Anthropometric indices commonly used for the assessment of newborn infants include birth weight, length, or occipitofrontal circumference (OFC) in relation to gestational age (GA) at birth. Body proportionality indices such as Rohrer's ponderal index and mid-arm/head circumference (MAC/OFC) ratio have been used to describe the timing of growth restriction in utero and predict the outcome of intrauterine growth restricted neonates.,
Both subnormal and excessive intrauterine growth have been associated with high risk of neonatal morbidity and mortality as well as chronic diseases later in life. Low birth weight underlies approximately 80% of all neonatal deaths and is associated with 37 times higher risk of death during infancy in Nigeria., Large-for-gestational age (LGA) babies are also at increased risk of neonatal morbidity and mortality due to the high risk of birth trauma, birth asphyxia, and hypoglycemia, especially in infants of diabetic mothers. The above facts imply that efforts at ensuring optimal intrauterine growth is vital to reducing the unacceptably high burden of neonatal deaths in Nigeria.
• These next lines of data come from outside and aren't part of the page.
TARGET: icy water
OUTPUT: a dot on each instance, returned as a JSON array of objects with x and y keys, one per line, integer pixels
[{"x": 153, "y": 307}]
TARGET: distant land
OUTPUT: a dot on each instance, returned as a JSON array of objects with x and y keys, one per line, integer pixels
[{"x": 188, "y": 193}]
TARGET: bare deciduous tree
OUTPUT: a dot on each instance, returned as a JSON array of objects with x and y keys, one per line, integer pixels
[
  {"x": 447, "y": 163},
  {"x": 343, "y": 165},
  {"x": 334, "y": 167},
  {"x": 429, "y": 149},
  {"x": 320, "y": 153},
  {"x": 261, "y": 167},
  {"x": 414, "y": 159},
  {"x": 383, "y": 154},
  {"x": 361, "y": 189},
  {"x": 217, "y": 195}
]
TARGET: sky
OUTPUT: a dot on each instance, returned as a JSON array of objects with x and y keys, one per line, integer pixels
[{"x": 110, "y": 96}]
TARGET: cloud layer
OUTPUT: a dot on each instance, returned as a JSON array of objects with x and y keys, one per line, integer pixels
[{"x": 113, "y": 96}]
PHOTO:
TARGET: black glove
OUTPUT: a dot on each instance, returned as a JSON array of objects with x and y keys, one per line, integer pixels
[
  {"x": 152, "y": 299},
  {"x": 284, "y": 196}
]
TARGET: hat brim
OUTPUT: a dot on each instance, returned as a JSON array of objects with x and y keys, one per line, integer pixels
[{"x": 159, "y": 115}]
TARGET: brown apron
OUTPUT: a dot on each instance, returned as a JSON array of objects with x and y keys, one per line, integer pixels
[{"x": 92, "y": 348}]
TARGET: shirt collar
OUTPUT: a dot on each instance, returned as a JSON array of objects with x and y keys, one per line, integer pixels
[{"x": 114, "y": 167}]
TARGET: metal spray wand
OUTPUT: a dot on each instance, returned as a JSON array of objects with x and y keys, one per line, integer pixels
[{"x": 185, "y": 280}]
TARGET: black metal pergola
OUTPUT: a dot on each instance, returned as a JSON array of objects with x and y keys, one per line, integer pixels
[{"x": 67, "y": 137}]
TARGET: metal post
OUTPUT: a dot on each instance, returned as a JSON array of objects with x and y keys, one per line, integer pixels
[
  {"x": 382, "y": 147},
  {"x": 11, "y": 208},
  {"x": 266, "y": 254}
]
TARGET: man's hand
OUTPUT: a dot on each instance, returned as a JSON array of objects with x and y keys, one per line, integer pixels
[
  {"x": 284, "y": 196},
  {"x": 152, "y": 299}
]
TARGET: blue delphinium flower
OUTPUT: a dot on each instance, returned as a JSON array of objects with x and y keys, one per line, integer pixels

Factors that influence intrauterine growth may be fetal, maternal, or environmental. Maternal nutritional status is the most commonly implicated risk factor for poor fetal growth in developing countries., Useful maternal anthropometric indicators for assessing pregnancy outcomes include pre-pregnancy weight, body mass index (BMI), pregnancy weight gain, MAC, and height., Although maternal anthropometry is routinely conducted during antenatal clinic visits, this important public health tool is often underutilized in ensuring optimal pregnancy outcomes. Early identification of mothers at risk of having babies with abnormal intrauterine growth is necessary as some interventions have been documented to improve pregnancy outcomes among them., On the other hand, identification of such women in late pregnancy, after most of the fetal growth has occurred, can help in making decisions such as prepartum referral to an appropriate facility for labor, delivery, and neonatal care.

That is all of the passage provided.